In 2011, the group released Lupon, their second album. Featuring a full band of seven people, the album was still "minimalist" with production by Chris Funk of The Decemberists. It was named for Mendoza's father.

===Court The Storm===
Court The Storm followed the next year, produced by Steve Berlin of Los Lobos with songs co-written by Paul Cameron. Y La Bamba toured, opening for Neko Case (a guest on the album's title track), and The Lumineers as well as made appearances at SXSW.

===Ojos Del Sol===
For the next four years, Mendoza played and sang in Tiburones and Los Hijos de la Montaña, a band co-fronted by Calexico's Sergio Mendoza.

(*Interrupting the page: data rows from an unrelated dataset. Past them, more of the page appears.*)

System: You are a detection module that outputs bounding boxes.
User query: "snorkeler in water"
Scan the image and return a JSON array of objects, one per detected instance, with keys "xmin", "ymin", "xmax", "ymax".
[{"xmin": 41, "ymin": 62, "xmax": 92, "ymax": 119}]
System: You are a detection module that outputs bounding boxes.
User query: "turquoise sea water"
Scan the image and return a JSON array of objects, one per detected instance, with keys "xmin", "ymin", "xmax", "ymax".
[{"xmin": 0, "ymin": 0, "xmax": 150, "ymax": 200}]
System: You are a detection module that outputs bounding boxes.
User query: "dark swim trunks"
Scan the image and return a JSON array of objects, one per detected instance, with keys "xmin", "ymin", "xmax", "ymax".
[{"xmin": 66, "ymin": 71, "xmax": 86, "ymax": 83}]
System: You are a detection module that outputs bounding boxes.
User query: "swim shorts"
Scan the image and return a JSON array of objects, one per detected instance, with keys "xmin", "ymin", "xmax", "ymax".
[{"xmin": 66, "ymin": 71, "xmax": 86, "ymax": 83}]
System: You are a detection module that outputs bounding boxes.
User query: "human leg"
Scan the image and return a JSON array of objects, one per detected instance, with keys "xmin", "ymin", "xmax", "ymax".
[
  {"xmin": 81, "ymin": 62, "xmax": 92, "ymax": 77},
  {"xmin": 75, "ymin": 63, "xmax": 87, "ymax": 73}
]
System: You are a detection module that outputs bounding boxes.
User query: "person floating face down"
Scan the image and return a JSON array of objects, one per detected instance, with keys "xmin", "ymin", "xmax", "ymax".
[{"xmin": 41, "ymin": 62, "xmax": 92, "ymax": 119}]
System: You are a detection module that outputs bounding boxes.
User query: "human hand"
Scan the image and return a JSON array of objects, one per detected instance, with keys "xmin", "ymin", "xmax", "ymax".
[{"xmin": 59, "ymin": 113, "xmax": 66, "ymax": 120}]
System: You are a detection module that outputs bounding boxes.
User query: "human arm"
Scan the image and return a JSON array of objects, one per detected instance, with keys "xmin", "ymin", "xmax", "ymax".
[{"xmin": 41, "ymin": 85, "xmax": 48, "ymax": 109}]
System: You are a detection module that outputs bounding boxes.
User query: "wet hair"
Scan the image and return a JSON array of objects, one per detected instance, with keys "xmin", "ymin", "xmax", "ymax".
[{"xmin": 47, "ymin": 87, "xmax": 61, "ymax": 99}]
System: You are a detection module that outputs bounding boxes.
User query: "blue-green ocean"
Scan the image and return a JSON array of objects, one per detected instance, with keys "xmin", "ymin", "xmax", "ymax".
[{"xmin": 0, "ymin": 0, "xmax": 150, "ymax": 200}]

As Y La Bamba, she and the group recorded and released their fourth album, Ojos Del Sol, and in September 2016, released the single, "Ostrich". Spin magazine wrote: "Y La Bamba’s new track 'Ostrich' is a soaring balance of tradition and evolution. The first single from their upcoming album, Ojos Del Sol, is an upbeat acoustic guitar track under beautiful three-part harmonies about how the experiences we have, both good and bad, help us to grow into the people we are—past creating present."

Ojos Del Sol, which chronicled Mendoza's personal growth and told of her own life and the history of her family, was one of NPR's Top 50 Albums of 2016.

===Mujeres===
Released in February 2019, Y La Bamba's 14-song album, Mujeres was produced by Mendoza. It debuted at Number 7 on Billboard magazine's Latin Pop Albums chart. Once again, the lyrical themes focused on Mendoza's experience as a Mexican in the political climate of the time. She dedicated the album to her mother and all women, while singing of misogyny and machismo attitudes.

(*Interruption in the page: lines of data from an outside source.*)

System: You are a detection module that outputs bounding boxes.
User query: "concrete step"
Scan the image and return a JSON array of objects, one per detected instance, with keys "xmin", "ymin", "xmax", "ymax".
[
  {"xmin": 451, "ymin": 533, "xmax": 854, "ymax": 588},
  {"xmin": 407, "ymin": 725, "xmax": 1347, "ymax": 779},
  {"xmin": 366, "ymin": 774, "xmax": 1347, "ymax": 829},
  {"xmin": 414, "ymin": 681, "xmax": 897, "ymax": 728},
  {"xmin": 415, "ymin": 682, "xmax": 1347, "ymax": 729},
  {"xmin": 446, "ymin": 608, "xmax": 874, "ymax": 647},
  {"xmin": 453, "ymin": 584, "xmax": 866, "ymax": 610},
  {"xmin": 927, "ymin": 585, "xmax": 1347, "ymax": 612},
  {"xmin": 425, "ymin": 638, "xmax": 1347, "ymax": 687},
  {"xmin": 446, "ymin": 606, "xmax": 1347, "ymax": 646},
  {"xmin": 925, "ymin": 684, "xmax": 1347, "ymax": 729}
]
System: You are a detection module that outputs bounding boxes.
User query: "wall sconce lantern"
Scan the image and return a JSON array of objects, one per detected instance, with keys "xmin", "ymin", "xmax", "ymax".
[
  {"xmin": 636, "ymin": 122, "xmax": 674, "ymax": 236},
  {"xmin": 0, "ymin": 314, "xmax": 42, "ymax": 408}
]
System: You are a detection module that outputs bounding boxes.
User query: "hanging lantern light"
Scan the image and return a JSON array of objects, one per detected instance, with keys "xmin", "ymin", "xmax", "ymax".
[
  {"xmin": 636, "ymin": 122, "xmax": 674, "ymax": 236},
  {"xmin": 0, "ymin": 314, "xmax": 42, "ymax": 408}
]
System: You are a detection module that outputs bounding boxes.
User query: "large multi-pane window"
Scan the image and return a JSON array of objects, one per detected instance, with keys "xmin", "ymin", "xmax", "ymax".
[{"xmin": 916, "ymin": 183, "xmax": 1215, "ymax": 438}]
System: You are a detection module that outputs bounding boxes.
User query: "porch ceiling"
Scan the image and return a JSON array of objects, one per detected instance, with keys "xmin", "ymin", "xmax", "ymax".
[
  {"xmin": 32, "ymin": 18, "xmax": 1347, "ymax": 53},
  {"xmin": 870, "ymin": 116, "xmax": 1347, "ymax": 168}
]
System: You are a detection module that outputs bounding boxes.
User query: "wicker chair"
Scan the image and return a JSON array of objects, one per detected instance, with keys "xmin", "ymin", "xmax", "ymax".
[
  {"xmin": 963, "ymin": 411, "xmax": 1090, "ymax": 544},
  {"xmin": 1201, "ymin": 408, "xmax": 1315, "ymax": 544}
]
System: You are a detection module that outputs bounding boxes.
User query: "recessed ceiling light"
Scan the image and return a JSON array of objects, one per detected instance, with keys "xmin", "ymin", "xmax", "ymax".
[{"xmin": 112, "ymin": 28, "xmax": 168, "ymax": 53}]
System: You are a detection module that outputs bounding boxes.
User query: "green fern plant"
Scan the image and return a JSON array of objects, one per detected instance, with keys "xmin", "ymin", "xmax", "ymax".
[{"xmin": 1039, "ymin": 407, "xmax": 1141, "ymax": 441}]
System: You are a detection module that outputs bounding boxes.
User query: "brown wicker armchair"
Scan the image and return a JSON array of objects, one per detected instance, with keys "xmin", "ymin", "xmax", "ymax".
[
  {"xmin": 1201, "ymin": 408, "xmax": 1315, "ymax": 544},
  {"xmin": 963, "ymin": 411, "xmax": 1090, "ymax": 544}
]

To tour this album, she orchestrated a change that resulted in all new band members, including Ryan Oxford/vocals, guitar; Julia Mendiolea/vocals, keyboards; Miguel Jimenez-Cruz/drums; and Zachary Teran/vocals, bass with Isabeau Waia'u-Walker occasionally adding more vocals.

The New York Times called the bilingual Mujeres album "traditional musica mexicana as well as American folk songs and dream pop."

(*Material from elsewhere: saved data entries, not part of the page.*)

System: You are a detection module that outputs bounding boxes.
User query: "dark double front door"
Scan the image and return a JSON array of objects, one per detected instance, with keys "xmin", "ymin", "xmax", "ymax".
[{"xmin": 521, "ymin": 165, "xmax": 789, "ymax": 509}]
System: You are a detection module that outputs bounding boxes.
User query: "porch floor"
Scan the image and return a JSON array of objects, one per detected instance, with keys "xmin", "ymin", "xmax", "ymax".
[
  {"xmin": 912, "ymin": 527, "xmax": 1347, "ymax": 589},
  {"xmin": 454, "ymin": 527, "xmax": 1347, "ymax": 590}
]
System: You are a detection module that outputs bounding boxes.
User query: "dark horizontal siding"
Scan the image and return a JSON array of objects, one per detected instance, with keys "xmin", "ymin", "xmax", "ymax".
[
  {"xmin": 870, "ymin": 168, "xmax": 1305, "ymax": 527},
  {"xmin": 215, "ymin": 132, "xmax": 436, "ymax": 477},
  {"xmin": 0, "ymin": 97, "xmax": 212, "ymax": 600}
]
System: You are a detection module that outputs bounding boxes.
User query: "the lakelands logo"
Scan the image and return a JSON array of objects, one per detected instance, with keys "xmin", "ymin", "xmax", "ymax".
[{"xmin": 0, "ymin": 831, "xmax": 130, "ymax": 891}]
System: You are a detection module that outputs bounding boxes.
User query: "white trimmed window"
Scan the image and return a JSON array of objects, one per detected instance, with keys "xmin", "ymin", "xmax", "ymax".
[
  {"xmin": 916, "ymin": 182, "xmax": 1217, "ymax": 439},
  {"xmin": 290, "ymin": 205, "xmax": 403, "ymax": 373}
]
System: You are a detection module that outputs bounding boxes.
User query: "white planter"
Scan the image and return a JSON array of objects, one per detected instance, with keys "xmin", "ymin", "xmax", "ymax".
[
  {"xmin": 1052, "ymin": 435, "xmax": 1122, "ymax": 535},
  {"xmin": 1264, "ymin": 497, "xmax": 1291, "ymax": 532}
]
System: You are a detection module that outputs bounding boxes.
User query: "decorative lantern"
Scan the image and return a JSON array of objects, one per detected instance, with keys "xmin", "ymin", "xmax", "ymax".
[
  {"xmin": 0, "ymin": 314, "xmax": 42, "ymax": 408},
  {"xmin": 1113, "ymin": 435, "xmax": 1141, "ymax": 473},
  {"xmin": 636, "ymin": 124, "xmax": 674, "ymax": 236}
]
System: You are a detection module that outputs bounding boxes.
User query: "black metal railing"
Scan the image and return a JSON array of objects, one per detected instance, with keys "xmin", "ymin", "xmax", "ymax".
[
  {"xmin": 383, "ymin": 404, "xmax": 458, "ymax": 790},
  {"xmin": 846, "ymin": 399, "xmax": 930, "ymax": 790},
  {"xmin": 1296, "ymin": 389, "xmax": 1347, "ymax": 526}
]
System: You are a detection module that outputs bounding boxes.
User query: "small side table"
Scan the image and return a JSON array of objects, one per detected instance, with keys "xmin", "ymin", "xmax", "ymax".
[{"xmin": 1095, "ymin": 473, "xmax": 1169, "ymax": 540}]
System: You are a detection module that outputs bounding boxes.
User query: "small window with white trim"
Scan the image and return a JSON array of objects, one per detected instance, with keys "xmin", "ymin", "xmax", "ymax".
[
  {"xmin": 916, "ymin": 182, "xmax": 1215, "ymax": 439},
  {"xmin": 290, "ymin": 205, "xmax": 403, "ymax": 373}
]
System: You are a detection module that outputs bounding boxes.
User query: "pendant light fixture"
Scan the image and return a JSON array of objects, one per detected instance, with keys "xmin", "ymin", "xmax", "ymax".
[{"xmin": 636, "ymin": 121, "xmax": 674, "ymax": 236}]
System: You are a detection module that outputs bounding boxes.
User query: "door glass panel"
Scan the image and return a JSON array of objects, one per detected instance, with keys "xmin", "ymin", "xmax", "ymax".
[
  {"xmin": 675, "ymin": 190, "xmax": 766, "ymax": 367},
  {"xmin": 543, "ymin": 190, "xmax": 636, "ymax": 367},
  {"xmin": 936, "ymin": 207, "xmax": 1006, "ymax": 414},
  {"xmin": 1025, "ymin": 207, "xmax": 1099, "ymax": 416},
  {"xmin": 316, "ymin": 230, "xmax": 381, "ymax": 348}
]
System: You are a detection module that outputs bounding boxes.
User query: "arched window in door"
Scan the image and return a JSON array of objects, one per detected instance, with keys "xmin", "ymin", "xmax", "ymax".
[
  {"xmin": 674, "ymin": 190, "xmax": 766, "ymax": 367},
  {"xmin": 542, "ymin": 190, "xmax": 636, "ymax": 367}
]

===Oh February, Entre Los Dos EPs===
In 2012, Y La Bamba did East Coast United States tour with The Lumineers, and made their debut on NPR World Cafe. They then followed up the release of Court The Storm with an EP called Oh February. Produced by Chris Funk, the EP was recorded entirely in English.

A few months after the Mujeres came out, Y La Bamba released a seven-track bilingual EP called Entre Los Dos. She moved to Guadalajara, Mexico, donned a traditional mariachi players’ suit for performances and promotion, and continued to make music with lo-fi percussion and guitar, yet moved in a more experimental direction. Once again produced by Mendoza, along with Ryan Oxford, her guitarist-vocalist, Rolling Stone called the EP: "an unsparing work of sonic catharsis."

== Discography ==
=== Studio albums ===
- 2008 : Alida St. (Gypsypop Records)
- 2011 : Lupon (Tender Loving Empire)
- 2012 : Court The Storm (Tender Loving Empire)
- 2016 : Ojos Del Sol (Tender Loving Empire)
- 2019 : Mujeres (Tender Loving Empire)
- 2023 : Lucha (Tender Loving Empire)

==Collaborations==
In 2019, Luz was featured on Season 2 of the Storytellers Telling Stories podcast, and in 2020, the band appeared on Season 3 of Storybound (podcast).